In the new horror film, Nyong’o plays two characters, Adelaide Wilson and Red, that latter of whom is an evil doppelgänger hellbent on bloody revenge. Nyong’o said in interviews this month that the effectively creepy voice she gave Red was inspired by the voice of Robert F. Kennedy Jr., who has spasmodic dysphonia, a neurological disorder that causes involuntary spasms of the larynx.
Her comments sparked backlash from disability advocates for linking her terrifying character to the condition and disability.
During an appearance on “The View” Thursday, the 36-year-old Oscar winner responded to the criticism.
“It’s a very marginal group of people who suffer from this,” Nyong’o said. “The thought that I would, in a way, offend them was not my intention. In my mind, I wasn’t interested in vilifying or demonizing the condition. I crafted Red with love and care. As much as it [was] in a genre-specific world, I really wanted to ground her in something that felt real. For all that, I say sorry to anyone that I may have offended.”
Nyong’o also explained that Red’s voice was a “composite of influences,” which included laryngeal fractures, vocal cord hemorrhages and her own experiences with vocal injury.
“All of that is very hard to get into a sound bite,” the actress explained. “So … in mentioning spasmodic dysphonia I may have been disproportionate to what it actually is in the film.”
She also noted that she met with numerous people with spasmodic dysphonia while developing Red and is aware of the frustrations related to the condition and thought that “speaking up about it and mentioning it may shed light on the condition.”
“And instead people really came after you for it,” interjected co-host Sunny Hostin.

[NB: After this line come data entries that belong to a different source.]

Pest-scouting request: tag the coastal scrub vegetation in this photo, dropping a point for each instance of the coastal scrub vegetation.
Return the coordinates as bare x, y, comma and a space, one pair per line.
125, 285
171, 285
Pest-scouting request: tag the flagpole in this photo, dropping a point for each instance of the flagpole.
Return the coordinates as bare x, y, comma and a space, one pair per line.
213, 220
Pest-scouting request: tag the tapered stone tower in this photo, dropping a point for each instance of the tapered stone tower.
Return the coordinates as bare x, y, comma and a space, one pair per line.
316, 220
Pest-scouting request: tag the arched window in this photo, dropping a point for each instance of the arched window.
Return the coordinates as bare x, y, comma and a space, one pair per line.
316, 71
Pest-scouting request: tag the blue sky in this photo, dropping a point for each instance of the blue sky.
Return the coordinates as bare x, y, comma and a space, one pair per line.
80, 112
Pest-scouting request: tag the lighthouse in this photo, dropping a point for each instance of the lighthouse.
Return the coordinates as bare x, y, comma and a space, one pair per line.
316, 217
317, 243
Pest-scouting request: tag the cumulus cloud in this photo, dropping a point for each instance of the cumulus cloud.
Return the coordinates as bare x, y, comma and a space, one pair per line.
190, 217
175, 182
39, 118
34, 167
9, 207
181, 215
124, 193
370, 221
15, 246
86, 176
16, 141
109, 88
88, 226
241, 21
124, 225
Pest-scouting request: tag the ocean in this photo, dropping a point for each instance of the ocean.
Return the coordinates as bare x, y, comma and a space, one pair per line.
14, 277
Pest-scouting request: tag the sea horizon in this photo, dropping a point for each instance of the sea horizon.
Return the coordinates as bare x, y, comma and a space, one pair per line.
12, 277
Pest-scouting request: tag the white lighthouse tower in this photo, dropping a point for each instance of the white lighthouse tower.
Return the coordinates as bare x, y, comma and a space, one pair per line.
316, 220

“Yes, but, you know, I understand that,” Nyong’o quickly responded.
RespectAbility, a nonprofit group that fights stigmas and advances opportunities for people with disabilities, was one of the groups that initially criticized Nyong’o’s remarks. In a statement published Friday, the group said it appreciated the actress’ “heartfelt apology,” stating:
We’re all on a learning journey to be sensitive to all marginalized communities whether it be race, gender, sexual orientation / gender identity, disability, religion or anything else. ‘Us’ ― especially with Lupita Nyong’o as the lead and Jordan Peele as the writer/director ― is opening up doors, and breaking glass ceilings for people of color and is a massive advancement for Hollywood as a whole. We hope Nyong’o will use this experience to continue lifting up all marginalized groups including the 1-in-5 people who live with disabilities.
Though many may view the backlash toward Nyong’o as unwarranted, associating disability with villains is a trope in film and media that the disability community has been trying to combat for years.
The “Road Map for Inclusion,” a new report funded by the Ford Foundation that details the media’s failure to represent people with disabilities and gives recommendations for better inclusion, even cites the hurtful stereotype in its findings, saying:
This stereotype plays on people’s inherent discomfort with those who do not look the same as them, telling them that disfigurement — and disability, in general — makes characters revolting and morally wrong and reinforcing the notion that “we should be afraid of people whose faces and bodies are different from our own.”